更新时间:2023-02-26 13:13:43
Final(?) edit
答案,包含在一个函数中,带有带注释的交互式会话:
>>>进口重新>>>def special_match(strg, search=re.compile(r'[^a-z0-9.]').search):... return not bool(search(strg))...>>>special_match("")真的>>>special_match("az09.")真的>>>special_match("az09. ")错误的# 上面的测试用例是为了捕捉任何使用 re.match() 的尝试# 用 `$` 代替 `` -- 参见下面的第 (6) 点.>>>special_match("az09.#")错误的>>>special_match("az09.X")错误的>>>注意:在此答案中进一步与使用 re.match() 进行了比较.进一步的时间显示 match() 将赢得更长的字符串;当最终答案为 True 时,match() 似乎比 search() 有更大的开销;这令人费解(也许这是返回 MatchObject 而不是 None 的成本)并且可能需要进一步翻找.
==== 前面的文字 ====
[以前] 接受的答案可以使用一些改进:
(1) 演示文稿看起来像是交互式 Python 会话的结果:
reg=re.compile('^[a-z0-9.]+$')>>>reg.match('jsdlfjdsf12324..3432jsdflsdf')真的
但 match() 不返回 True
(2) 与match()一起使用时,模式开头的^
是多余的,看起来比没有^
的相同模式稍微慢一些>
(3) 对于任何重新模式,应该不假思索地自动使用原始字符串
(4)点/句号前面的反斜杠是多余的
(5) 比 OP 的代码还慢!
prompt>rem OP 的版本 -- 注意:OP 使用原始字符串!prompt>python26python -mtimeit -s"t='jsdlfjdsf12324..3432jsdflsdf';importre;reg=re.compile(r'[^a-z0-9.]')" "not bool(reg.search(t))"1000000 个循环,***的 3 个:每个循环 1.43 微秒prompt>rem OP 的版本,没有反斜杠prompt>python26python -mtimeit -s"t='jsdlfjdsf12324..3432jsdflsdf';importre;reg=re.compile(r'[^a-z0-9.]')" "not bool(reg.search(t))"1000000 个循环,***的 3 个:每个循环 1.44 微秒已接受答案的 prompt>rem 清理版本prompt>python26python -mtimeit -s"t='jsdlfjdsf12324..3432jsdflsdf';importre;reg=re.compile(r'[a-z0-9.]+')" "bool(reg.match(t))"100000 个循环,***的 3 个:每个循环 2.07 微秒prompt>rem 接受答案prompt>python26python -mtimeit -s"t='jsdlfjdsf12324..3432jsdflsdf';importre;reg=re.compile('^[a-z0-9.]+$')" "bool(reg.match(t))"100000 个循环,***的 3 个:每个循环 2.08 微秒
(6) 会产生错误的答案!!
>>>进口重新>>>bool(re.compile('^[a-z0-9.]+$').match('1234 '))真的#呃哦>>>bool(re.compile('^[a-z0-9.]+').match('1234 '))错误的In Python, how to check if a string only contains certain characters?
I need to check a string containing only a..z, 0..9, and . (period) and no other character.
I could iterate over each character and check the character is a..z or 0..9, or . but that would be slow.
I am not clear now how to do it with a regular expression.
Is this correct?

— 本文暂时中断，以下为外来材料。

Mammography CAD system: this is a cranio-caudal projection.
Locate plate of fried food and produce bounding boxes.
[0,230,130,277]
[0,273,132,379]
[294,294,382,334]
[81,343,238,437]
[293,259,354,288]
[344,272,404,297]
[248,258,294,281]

Can you suggest a simpler regular expression or a more efficient approach.
#Valid chars . a-z 0-9
def check(test_str):
import re
#http://docs.python.org/library/re.html
#re.search returns None if no position in the string matches the pattern
#pattern to search for any character other then . a-z 0-9
pattern = r'[^.a-z0-9]'
if re.search(pattern, test_str):
#Character other then . a-z 0-9 was found
print 'Invalid : %r' % (test_str,)
else:
#No character other then . a-z 0-9 was found
print 'Valid : %r' % (test_str,)
check(test_str='abcde.1')
check(test_str='abcde.1#')
check(test_str='ABCDE.12')
check(test_str='_-/>"!@#12345abcde<')
'''
Output:
>>>
Valid : "abcde.1"
Invalid : "abcde.1#"
Invalid : "ABCDE.12"
Invalid : "_-/>"!@#12345abcde<"
'''
Final(?) edit
Answer, wrapped up in a function, with annotated interactive session:
>>> import re
>>> def special_match(strg, search=re.compile(r'[^a-z0-9.]').search):
... return not bool(search(strg))
...
>>> special_match("")
True
>>> special_match("az09.")
True
>>> special_match("az09.
")
False
# The above test case is to catch out any attempt to use re.match()
# with a `$` instead of `` -- see point (6) below.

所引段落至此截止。